John Oliver took on misinformation and confusion around the monkeypox virus, whose spread in the US is “genuinely alarming” not least because in many cases, the disease causes skin lesions that can be extremely painful. “Frustratingly, despite the fact that we’re still in the middle of the Covid pandemic, we seem to be replicating some of its key mistakes, from persecuting strangers to spreading misinformation, to badly mismanaging the public health response,” the Last Week Tonight host said on Sunday.
Oliver started with the basics of monkeypox, a pox virus from the same family that causes smallpox, although it is much less transmissible and rarely fatal. It presents in humans with fever, swollen lymph nodes, exhaustion, headache and a rash; it can cause blindness if lesions reach the eyes, and in rare cases can lead to death. The virus was first discovered in captive monkeys in Denmark in 1958, though it’s mostly carried by rodents. Monkeypox is endemic in rodents in central and west Africa, where it has occasionally spread among humans for several years now.
As of Oliver’s taping last week, the vast majority of monkeypox cases in the US were among men who have sex with men, spread through sustained skin to skin contact and believed to be spread most commonly during sex. In rare cases, the virus can spread through respiratory droplets during prolonged, close face-to-face contact or through bedding or towels used by a person with monkeypox.
Oliver delved into the many reasons it was reasonable to believe that the outbreak in the US could be kept under control. First, there are existing tools to fight monkeypox. “This was not like the early days of Covid, where we didn’t know anything about anything,” Oliver said. “Remember March 2020? We were Lysol-ing our groceries like they came out of the sewer, [Fox News contributor] Geraldo [Rivera] was on TV claiming you could test for Covid by holding your breath, and we did a show on the coronavirus on March 1, 2020, in which the main advice that we gave our full, unmasked studio audience was to wash their hands.”
“But with monkeypox, we were in the fortunate position of having pre-existing tests, vaccines, and treatments,” he continued. “Unfortunately, the rollout of each of them has been painfully flawed.” Testing was initially siloed within the CDC and its network of public health labs, and eligibility criteria made the process slow and cumbersome.

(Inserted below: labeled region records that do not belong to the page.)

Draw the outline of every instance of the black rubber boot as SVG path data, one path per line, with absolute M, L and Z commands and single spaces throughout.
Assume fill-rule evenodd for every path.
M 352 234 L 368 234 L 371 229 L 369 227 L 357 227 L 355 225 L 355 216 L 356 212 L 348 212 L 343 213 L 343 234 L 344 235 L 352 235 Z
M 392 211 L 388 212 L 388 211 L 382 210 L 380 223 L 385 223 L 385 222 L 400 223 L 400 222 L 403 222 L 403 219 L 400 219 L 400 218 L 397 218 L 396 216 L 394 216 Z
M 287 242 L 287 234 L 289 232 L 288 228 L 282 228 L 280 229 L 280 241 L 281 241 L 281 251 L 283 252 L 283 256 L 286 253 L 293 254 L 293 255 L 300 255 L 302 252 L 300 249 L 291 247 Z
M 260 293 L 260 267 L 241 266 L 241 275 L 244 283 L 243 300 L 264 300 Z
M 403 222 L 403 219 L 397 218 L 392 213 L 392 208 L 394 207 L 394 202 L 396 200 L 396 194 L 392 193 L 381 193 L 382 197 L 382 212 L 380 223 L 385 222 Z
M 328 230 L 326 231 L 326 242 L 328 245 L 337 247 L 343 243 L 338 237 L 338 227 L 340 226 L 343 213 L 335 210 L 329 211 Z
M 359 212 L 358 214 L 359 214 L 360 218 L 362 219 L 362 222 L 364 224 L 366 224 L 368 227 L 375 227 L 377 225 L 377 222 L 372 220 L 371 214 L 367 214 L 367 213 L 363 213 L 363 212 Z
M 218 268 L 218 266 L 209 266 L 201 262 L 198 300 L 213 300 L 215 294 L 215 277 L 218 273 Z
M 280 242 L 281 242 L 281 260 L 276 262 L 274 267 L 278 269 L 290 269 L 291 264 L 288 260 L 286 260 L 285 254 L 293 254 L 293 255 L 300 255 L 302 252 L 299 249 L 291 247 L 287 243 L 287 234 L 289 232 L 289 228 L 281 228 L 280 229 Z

On the vaccine front, the US had stockpiled smallpox vaccines post-9/11 in fear of a bioweapon, or as Oliver said, “one of the one ways in which the War on Terror made us safer.” But the US let 20m doses of a monkeypox vaccine expire, “which seems especially unconscionable,” said Oliver, given that “multiple African countries have had outbreaks of monkeypox for decades now and might’ve appreciated a shot or two. Sharing vaccines would’ve served two purposes – basic human decency but also abject selfishness in that stopping outbreaks over there might well have prevented the current outbreak over here.
“And yet for some reason, we let the vaccines sit unused on a shelf in our reserves like an expired Chobani or a $90m movie on HBO Max,” he added, referring to Warner Brothers Discovery shelving the near-completed Batgirl movie last week. At one point there were only 2,400 doses available in the US, making vaccination like winning the lottery or, as Oliver put it, “the Beyoncé concert tickets of healthcare – announced with little warning, gone in 30 minutes, and will likely have you screaming ‘you won’t break my soul’ at the top of your fucking lungs.”
There have been improvements on all fronts, but “the delays we’ve seen in fixing these problems have been absolutely maddening,” said Oliver, “and it’s been hard not to wonder if the lack of urgency has anything to do with who’s been getting hit the hardest.”
“You have to believe that if monkeypox were spreading largely through heterosexual sex, things would be drastically different,” he continued. “By now, you’d probably be able to get a free vax with purchase at every J Crew in the country.”
“It is not homophobic to acknowledge who is currently most affected,” which is gay and bisexual men, sex workers and people who participate in sex with multiple partners. “What is homophobic is when you blame or shame the people who are suffering, or when you decide you don’t need to care about this because you don’t see their lives as valuable or their suffering as consequential. And that is where there are strong echoes of the Aids crisis in some of the discussion around monkeypox.”
Oliver looked ahead to the next crucial six to eight weeks: “we need to be ramping up testing and data collection, and getting vaccines and antivirals to those who need them the most.” More broadly, “we badly need to restructure our public health system so it is better able to respond to a viral outbreak”, because even with basically all the tools in place to handle a monkeypox outbreak, “on a scale of 1 to 100, we scored a no.
“For far too long, we’ve indulged in the magical thinking that viruses that exist somewhere else a) don’t matter, and b) will stay there,” he concluded. “Monkeypox is such a clear example of how flawed and racist that thinking is. We had 20m doses of a vaccine that could’ve helped countries in Africa that were known to be high risk for outbreaks, and we didn’t help them. And we’re still not helping them.”